Inclusion of Breit-Pauli Short-range Interactions in the Quantum Mechanical Theory of Sub-atomic Systems

Following the introduction of the Schrödinger and Dirac quantum mechanical equations for the description of hydrogenic atoms, there was a longstanding attempt to develop a similar approach which is applicable to the treatment of nuclear reactions. There was consensus that interactions of shorter range than the Coulomb force are involved, but there was also the strongly held view that the corresponding Hamiltonian that satisfies this requirement must be invariant to a Lorentz transformation. The latter conclusion is questioned on the basis of a simple example involving the interaction of an electron in an electromagnetic field. It leads to a contradiction according to which observers in different rest frames must disagree on whether the path of the electron is curved or linear.
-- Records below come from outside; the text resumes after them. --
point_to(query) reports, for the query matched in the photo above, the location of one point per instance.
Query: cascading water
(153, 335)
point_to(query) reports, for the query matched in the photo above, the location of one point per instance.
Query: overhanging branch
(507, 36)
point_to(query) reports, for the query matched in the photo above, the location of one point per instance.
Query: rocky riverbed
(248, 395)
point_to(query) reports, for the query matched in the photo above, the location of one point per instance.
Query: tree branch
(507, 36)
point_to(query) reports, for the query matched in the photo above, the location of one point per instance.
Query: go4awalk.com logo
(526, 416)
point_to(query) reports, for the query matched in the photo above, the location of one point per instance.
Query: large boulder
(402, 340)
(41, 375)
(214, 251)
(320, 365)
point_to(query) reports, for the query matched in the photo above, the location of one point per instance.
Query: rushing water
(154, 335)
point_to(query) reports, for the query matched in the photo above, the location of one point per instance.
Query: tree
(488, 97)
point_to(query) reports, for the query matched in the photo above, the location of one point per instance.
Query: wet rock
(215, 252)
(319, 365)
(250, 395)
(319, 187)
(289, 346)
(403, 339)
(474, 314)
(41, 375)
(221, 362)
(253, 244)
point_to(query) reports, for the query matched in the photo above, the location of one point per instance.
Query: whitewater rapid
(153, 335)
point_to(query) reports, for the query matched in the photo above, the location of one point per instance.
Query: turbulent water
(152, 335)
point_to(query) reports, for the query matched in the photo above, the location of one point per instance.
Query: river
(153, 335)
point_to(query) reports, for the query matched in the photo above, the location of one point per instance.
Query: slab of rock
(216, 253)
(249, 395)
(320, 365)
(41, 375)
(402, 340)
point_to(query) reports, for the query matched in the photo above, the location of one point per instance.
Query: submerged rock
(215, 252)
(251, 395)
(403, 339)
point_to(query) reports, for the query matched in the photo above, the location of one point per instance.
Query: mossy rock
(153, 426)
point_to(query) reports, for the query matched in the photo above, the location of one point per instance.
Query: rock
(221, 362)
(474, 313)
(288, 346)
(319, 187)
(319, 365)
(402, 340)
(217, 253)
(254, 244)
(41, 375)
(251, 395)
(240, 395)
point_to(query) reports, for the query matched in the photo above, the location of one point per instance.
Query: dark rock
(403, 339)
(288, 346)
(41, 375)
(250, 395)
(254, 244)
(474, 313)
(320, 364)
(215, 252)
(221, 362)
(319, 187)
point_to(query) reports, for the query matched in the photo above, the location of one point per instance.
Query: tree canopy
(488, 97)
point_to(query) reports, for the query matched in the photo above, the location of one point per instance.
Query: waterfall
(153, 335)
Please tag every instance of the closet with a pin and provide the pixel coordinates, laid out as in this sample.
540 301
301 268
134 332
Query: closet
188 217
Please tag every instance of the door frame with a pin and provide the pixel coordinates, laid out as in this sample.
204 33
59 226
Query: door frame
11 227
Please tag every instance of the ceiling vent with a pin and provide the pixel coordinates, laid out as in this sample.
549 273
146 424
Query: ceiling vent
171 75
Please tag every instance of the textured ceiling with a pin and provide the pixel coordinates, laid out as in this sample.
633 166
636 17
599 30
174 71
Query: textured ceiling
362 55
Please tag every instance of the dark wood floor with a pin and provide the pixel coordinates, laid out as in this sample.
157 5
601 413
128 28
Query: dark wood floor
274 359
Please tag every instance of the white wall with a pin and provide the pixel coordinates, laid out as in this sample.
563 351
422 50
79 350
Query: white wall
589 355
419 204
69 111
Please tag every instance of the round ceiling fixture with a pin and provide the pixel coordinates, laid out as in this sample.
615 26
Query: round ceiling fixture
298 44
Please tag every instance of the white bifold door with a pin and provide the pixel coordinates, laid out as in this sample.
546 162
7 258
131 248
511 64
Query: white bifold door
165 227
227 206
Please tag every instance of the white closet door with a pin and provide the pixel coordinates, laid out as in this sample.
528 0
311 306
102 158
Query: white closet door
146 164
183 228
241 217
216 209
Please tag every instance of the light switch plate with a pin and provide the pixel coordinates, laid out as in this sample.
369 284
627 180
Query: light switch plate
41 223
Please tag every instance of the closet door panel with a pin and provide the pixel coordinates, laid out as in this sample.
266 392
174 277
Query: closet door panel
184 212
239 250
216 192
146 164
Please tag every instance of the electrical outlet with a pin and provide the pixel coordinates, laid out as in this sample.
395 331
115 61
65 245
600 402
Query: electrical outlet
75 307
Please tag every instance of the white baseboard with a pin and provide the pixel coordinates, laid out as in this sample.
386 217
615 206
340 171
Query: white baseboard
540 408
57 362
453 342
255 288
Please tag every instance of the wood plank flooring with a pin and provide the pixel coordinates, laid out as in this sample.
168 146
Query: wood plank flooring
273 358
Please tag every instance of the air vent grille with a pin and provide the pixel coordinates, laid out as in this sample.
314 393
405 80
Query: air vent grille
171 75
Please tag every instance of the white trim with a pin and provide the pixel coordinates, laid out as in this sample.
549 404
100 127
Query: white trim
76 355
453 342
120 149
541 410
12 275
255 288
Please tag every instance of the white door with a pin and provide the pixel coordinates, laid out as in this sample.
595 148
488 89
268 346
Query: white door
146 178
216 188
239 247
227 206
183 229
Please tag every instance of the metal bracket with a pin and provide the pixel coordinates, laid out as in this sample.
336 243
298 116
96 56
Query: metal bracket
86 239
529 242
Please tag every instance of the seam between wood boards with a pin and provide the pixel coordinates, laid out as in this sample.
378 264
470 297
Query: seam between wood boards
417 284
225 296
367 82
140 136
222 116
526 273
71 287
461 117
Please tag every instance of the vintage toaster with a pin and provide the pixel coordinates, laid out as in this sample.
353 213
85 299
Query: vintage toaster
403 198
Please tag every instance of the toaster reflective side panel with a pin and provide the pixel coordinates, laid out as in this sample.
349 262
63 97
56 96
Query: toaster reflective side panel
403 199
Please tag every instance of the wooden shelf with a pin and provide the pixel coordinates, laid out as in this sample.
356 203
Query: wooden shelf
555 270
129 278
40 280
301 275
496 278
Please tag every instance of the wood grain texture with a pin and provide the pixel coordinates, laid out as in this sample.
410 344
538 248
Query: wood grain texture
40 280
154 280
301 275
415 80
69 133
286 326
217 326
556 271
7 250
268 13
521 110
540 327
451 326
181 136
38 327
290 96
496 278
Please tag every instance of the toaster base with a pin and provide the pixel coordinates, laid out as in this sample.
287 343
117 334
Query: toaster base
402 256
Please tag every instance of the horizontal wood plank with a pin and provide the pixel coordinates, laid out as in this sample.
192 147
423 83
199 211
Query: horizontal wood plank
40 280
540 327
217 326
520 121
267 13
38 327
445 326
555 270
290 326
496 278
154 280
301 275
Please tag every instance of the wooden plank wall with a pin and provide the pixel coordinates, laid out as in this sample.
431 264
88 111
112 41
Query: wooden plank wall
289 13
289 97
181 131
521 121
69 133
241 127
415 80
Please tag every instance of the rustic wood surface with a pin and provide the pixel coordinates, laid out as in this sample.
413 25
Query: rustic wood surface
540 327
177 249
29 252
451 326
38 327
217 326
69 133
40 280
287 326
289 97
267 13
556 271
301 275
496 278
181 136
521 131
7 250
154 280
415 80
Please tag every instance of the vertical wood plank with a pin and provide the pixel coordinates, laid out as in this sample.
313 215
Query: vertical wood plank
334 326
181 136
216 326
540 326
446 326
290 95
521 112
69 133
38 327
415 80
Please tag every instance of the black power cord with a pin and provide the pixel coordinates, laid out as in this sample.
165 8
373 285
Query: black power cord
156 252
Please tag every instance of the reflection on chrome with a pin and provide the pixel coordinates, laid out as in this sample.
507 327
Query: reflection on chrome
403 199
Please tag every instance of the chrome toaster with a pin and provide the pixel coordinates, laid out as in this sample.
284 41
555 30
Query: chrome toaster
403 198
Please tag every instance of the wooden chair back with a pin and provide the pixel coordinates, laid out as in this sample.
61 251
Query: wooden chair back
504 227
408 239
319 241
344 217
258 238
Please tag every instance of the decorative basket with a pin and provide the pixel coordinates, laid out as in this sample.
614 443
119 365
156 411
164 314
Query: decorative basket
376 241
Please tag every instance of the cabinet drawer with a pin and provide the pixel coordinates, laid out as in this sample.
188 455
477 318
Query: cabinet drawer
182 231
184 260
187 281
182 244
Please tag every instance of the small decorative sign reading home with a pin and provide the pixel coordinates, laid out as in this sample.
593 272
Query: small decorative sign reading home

A solution to this dilemma is provided by the assumption of a different definition of the velocity parameter v in the Lorentz Force law, specifically that it is taken to be the speed of the electron relative to the origin of the electromagnetic field rather than to each observer. Moreover, the requirement that the Hamiltonian operator be invariant to a Lorentz transformation is shown to be satisfied by merely employing the same form for the operator in each rest frame. A problem with the limiting behaviour of the Breit-Pauli Approximation short-range terms such as spin-orbit and spin-spin coupling is shown to be eliminated by multiplying them with a momentum-dependent exponential factor similar to that advocated much earlier by Yukawa in connection with his theory of elementary particle interactions. The relation between the internal motion of the particles and that of the center of mass of the system is also discussed. The evaluation of properties in rest frames moving with high velocity relative to the center of mass of the system under consideration can be undertaken with the aid of the Uniform Scaling procedure rather than by explicit computation of expectation values based on solutions in which the effects of internal and translational motion are intertwined.